Resistance and criminality

One of the key tactics of the Guatemalan state in response to the popular movements in opposition to mining, hydroelectric and other "mega projects" has been the criminalization of community leaders (well, outright lying is another important tactic). The leaders are harassed with trumped up or completely false criminal charges, and arrest orders. Last night I had the chance to talk with one of the leaders of the movement agains the cement plant in San Juan Sacatepéquez. She explained some of criminal charges that have been levied against community leaders, and they are so far-fetched as to be barely credible. But of course credibility has not been a strong point in Guatemala's legal system. The charges including assembly with criminal intent (that is, having a public meeting) and disturbing the peace; fabricating chemical and biological weapons; fabricating atomic bombs; terrorism. Those are just some of the charges. In Santa Eulalia, there is an arrest warrant out for one of the resistance leaders, Rigoberto Juarez, for setting fire to some of the machinery of the hydroelectric company in San Mateo Ixtatán (Rigoberto was in Guatemala City when the blaze was set).  The criminalization of resistance has ramifications on multiple levels. It clearly creates a degree of uncertainty and fear -- people who are involved with the resistance movements fear that once arrested, they will be taken to jail and never seen again. That no matter what the legal system supposedly guarantees in terms of due process, that once they are in the hands of the authorities, that is the end of the story. I was told that in the case of one leader for whom there was an arrest warrant, the resistance movement had gotten word that there were criminal gang members in the jail where he would have been sent who had been paid to kill him. 

So, bringing false charges against leaders clearly inconveniences people by making it hard, if not impossible, for them to go about their everyday business, planting crops, going to their jobs, what have you.
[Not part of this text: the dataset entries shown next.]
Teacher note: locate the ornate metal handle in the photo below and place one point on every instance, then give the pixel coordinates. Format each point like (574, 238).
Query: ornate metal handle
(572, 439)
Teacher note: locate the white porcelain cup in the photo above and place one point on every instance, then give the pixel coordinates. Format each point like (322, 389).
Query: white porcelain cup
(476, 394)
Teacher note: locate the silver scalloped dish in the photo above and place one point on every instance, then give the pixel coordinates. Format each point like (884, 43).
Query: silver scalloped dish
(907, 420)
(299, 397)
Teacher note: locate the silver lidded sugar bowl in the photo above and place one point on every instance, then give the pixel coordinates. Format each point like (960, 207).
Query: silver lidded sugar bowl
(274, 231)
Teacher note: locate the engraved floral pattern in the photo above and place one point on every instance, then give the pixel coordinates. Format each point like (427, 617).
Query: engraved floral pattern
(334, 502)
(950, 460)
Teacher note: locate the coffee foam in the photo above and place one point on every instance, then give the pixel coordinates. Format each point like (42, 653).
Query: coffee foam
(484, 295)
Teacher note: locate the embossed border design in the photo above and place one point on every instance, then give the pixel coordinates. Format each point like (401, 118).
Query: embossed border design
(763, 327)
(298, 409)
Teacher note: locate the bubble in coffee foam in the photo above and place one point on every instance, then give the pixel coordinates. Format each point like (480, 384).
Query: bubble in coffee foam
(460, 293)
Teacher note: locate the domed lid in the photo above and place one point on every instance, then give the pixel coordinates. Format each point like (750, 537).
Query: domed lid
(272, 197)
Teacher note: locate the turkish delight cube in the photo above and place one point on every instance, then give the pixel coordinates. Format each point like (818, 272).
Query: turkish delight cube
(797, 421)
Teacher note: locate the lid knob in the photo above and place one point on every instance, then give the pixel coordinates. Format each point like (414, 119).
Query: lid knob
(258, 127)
The young San Juanera (person from San Juan) whom I met yesterday said that several of the leaders in that community were afraid to step outside of their homes, for fear that they would be arrested on some of these false charges and never seen again, so they weren't really able to go anywhere outside of a narrowly circumscribed area. 

But it also represents an effort to discredit he resistance movements among the general population -- no matter how absurd and far fetched the charges might be, the constant repetition in the news media that there is an arrest warrant out for such-and-such anti-mining activist, or that some resistance leaders have been hauled into court on criminal charges, creates the impression that these are criminal, delinquent, anti-social elements.